Queridos hermanos y hermanas de las iglesias de la región de Galacia:
Yo, Pablo, y los seguidores de Cristo que están conmigo, los saludamos. Le pido a Dios, nuestro Padre, y al Señor Jesucristo, que los amen mucho y les den su paz.
Soy un apóstol enviado a anunciar esta buena noticia: ¡Jesucristo ha resucitado! No me envió nadie de este mundo, sino Jesucristo mismo, y Dios el Padre, que lo resucitó.
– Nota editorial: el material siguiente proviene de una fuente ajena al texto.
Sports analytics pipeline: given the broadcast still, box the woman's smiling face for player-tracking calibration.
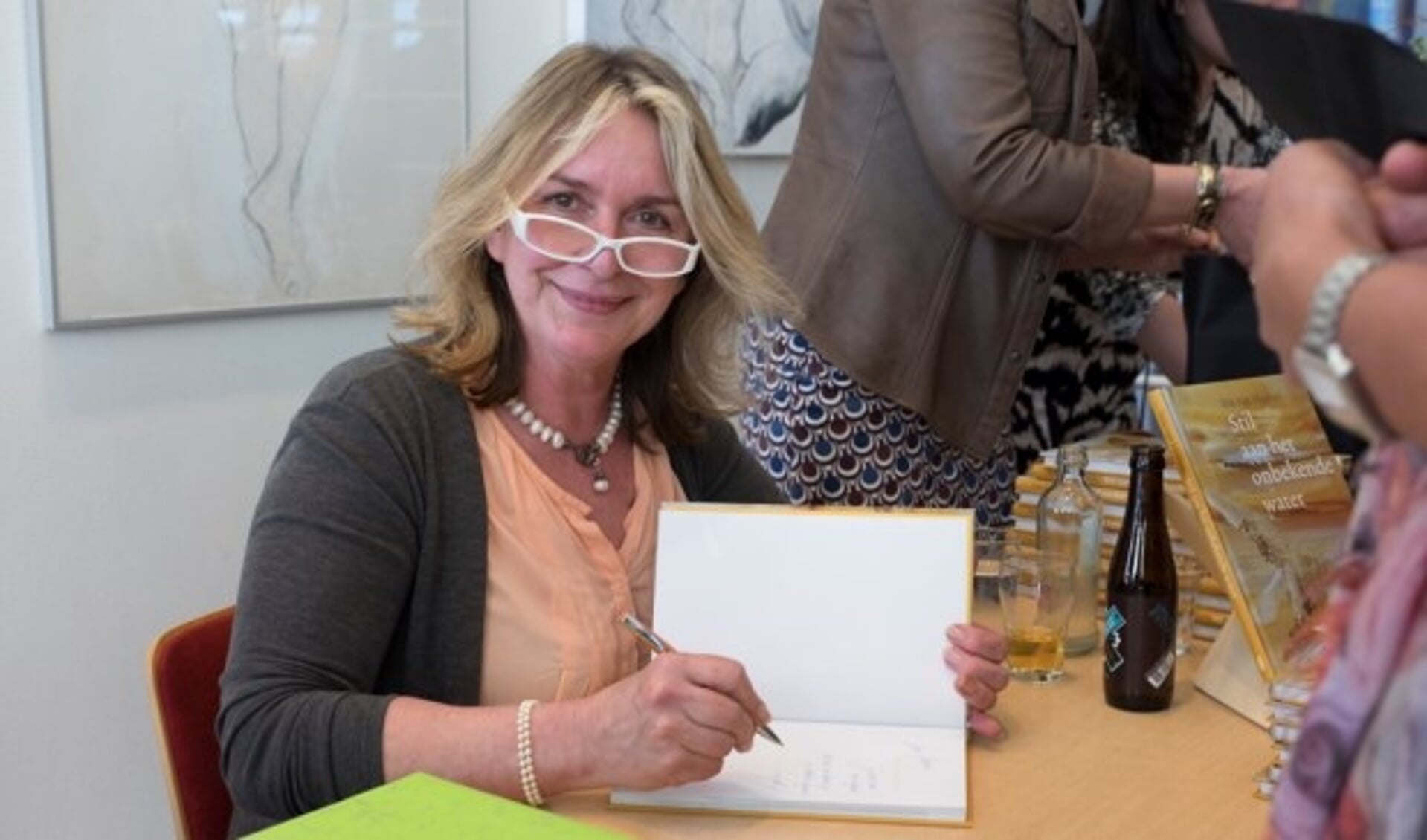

Jesucristo siempre obedeció a nuestro Padre Dios, y se dispuso a morir, para que Dios perdonara nuestros pecados y nos librara de este mundo malvado. ¡Que todos lo alaben por siempre! Amén.
Dios los llamó a ustedes, y por medio de Cristo les mostró su amor. Por eso, casi no puedo creer que, en tan poco tiempo, hayan dejado de obedecer a Dios, y aceptado un mensaje diferente de esta buena noticia. En realidad, no hay otro mensaje. Pero digo esto porque hay quienes quieren cambiar la buena noticia de Jesucristo, y confundirlos a ustedes. De modo que, si alguien viene y les dice que el mensaje de la buena noticia es diferente del que nosotros les hemos anunciado, yo le pido a Dios que lo castigue, no importa que sea un ángel del cielo o alguno de nosotros. Vuelvo a repetirles lo que ya les había dicho: Si alguien les anuncia un mensaje diferente del que recibieron, ¡que Dios lo castigue!
Yo no ando buscando que la gente apruebe lo que digo. Ni ando buscando quedar bien con nadie. Si así lo hiciera, ya no sería yo un servidor de Cristo. ¡Para mí, lo importante es que Dios me apruebe!
Queridos hermanos en Cristo, quiero que les quede claro que nadie en este mundo inventó la buena noticia que yo les he anunciado. No me la contó ni me la enseñó cualquier ser humano, sino que fue Jesucristo mismo quien me la enseñó.
Ustedes ya saben cómo era yo cuando pertenecía a la religión judía. Saben también con qué violencia hice sufrir a los miembros de las iglesias de Dios, y cómo hice todo lo posible para destruirlos. Cumplí con la religión judía mejor que muchos de los judíos de mi edad, y me dediqué más que ellos a cumplir las enseñanzas recibidas de mis antepasados. Pero Dios me amó mucho y, desde antes de nacer, me eligió para servirle. Además, me mostró quién era su Hijo, para que yo anunciara a todo el mundo la buena noticia acerca de él. Cuando eso sucedió, no le pedí consejo a nadie, ni fui a Jerusalén para pedir la opinión de aquellos que ya eran apóstoles. Más bien, me fui inmediatamente a la región de Arabia, y luego regresé a la ciudad de Damasco. Tres años después fui a Jerusalén, para conocer a Pedro, y solo estuve quince días con él. También vi allí al apóstol Santiago, hermano de Jesucristo nuestro Señor. Aparte de ellos, no vi a ningún otro apóstol. Les estoy diciendo la verdad. ¡Dios sabe que no miento!
Después de eso, me fui a las regiones de Siria y Cilicia. En ese tiempo, las iglesias de Cristo que están en Judea no me conocían personalmente. Solo habían oído decir: «Ese hombre, que antes nos hacía sufrir, está ahora anunciando la buena noticia que antes quería destruir.» Y alababan a Dios por el cambio que él había hecho en mí.